Tornado is an open source web server in Python. It was originally developed to power friendfeed.com, and excels at non-blocking operations for real-time web services.
Tornado includes an HTTP client as well, to fetch files from other servers. I found a number of examples of how to use it, but all of them would fetch the entire item and return it in a callback. I plan to fetch some rather large multi-megabyte files, and don't see a reason to hold them entirely in memory. Here is an example of how to get partial updates as the download progresses: pass in a streaming_callback to the HTTPRequest().

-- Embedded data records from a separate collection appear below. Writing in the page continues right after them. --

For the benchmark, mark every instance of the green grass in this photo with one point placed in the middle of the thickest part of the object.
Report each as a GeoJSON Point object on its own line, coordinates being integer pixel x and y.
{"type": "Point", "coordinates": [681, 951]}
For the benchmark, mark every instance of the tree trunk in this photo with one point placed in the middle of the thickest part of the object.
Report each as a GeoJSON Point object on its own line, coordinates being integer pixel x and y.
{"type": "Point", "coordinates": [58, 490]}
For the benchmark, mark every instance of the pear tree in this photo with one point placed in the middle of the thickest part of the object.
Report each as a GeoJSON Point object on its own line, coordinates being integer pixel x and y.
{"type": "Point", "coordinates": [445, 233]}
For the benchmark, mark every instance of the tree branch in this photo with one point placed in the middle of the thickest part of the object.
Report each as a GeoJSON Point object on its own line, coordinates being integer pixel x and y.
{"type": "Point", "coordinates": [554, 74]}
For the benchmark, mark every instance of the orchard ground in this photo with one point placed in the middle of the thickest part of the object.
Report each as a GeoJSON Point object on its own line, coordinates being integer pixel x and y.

The streaming_callback will be called for each chunk of data from the server. 4 KBytes is a common chunk size. The async_callback will be called when the file has been fully fetched; the response.data will be empty
#!/usr/bin/python
import os
import tempfile
import tornado.httpclient
import tornado.ioloop
class HttpDownload(object):
def __init__(self, url, ioloop):
self.ioloop = ioloop
self.tempfile = tempfile.NamedTemporaryFile(delete=False)
req = tornado.httpclient.HTTPRequest(
url = url,
streaming_callback = self.streaming_callback)
http_client = tornado.httpclient.AsyncHTTPClient()
http_client.fetch(req, self.async_callback)
def streaming_callback(self, data):
self.tempfile.write(data)
def async_callback(self, response):
self.tempfile.flush()
self.tempfile.close()
if response.error:
print "Failed"
os.unlink(self.tempfile.name)
else:
print("Success: %s" % self.tempfile.name)
self.ioloop.stop()
def main():
ioloop = tornado.ioloop.IOLoop.instance()
dl = HttpDownload("http://codingrelic.geekhold.com/", ioloop)
ioloop.start()
if __name__ == '__main__':
main()
I'm mostly blogging this for my own future use, to be able to find how to do something I remember doing before. There you go, future me.